Les marchés frontières et émergents sur le devant de la scène

26/01/2021

La faiblesse des taux d’intérêt et la distorsion des cours des actions sur les marchés développés contraignent les investisseurs institutionnels à repenser les expositions de leurs portefeuilles. Dans ce contexte, certains investisseurs commencent à rechercher des opportunités d’alpha sur les marchés frontières et émergents.

Société Générale Securities Services (SGSS) a participé à un certain nombre de tables rondes au cours de la réunion d’automne du Virtual Network Forum fin 2020, qui analysait en profondeur comment les investisseurs internationaux peuvent se repérer au mieux à travers ces économies émergentes et frontières. 
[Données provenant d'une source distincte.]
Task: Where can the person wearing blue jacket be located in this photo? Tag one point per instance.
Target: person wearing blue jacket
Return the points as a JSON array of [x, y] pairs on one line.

CEMAC : À la recherche d’une nouvelle frontière

Les marchés de la CEMAC (Communauté Economique et Monétaire de l’Afrique Centrale), qui comprennent le Cameroun, la République Centrafricaine, le Tchad, le Gabon, la Guinée Equatoriale et la République du Congo, sont confrontés à trois défis existentiels : la COVID-19, les problèmes de sécurité actuels et les retombées de la détérioration des cours du pétrole ; trois thématiques qui ont une incidence négative sur les finances publiques, comme l’a expliqué Louis Banga-Ntolo, directeur général, SG Capital Securities, Afrique Centrale, chez Société Générale. Malgré cela, les marchés de la CEMAC cherchent à diversifier leurs économies, comme en témoigne l’engagement d’un grand nombre de pays de la région à privatiser certaines de leurs industries publiques. Louis Banga-Ntolo a ajouté qu’au cours des deux prochaines années, 10 entreprises devraient être cotées à la Bourse des Valeurs Mobilières de l’Afrique Centrale (BVMAC), la bourse régionale de la CEMAC, ce qui devrait accroître la capitalisation boursière globale de 0,52 milliard d’euros à 1,52 milliard d’euros.

Être conscient des risques

Du point de vue des investissements, la CEMAC pose des risques. Bien qu’il voie d’un bon œil les différentes initiatives de privatisation à travers la CEMAC et les avantages qu’elles apporteront en termes de liquidités supplémentaires, Godfrey Mwanza, responsable de la franchise Afrique chez Absa Asset Management, a souligné qu’il était essentiel de prendre très au sérieux la gouvernance au sein de ces entreprises nouvellement cotées.

Les privatisations sont intéressantes du point de vue de la gouvernance, car un intérêt du secteur public subsiste toujours au sein de ces entreprises. En tant qu’actionnaire et membre des conseils d’administration, il est important pour nous de savoir si l’État aura une influence bénéfique ou préjudiciable sur l’entreprise. La gouvernance est également très importante d’un point de vue réglementaire. Si une entreprise ne publie pas ses résultats, elle doit payer une amende. Or, ce n’est pas toujours le cas en Afrique, a expliqué Godfrey Mwanza.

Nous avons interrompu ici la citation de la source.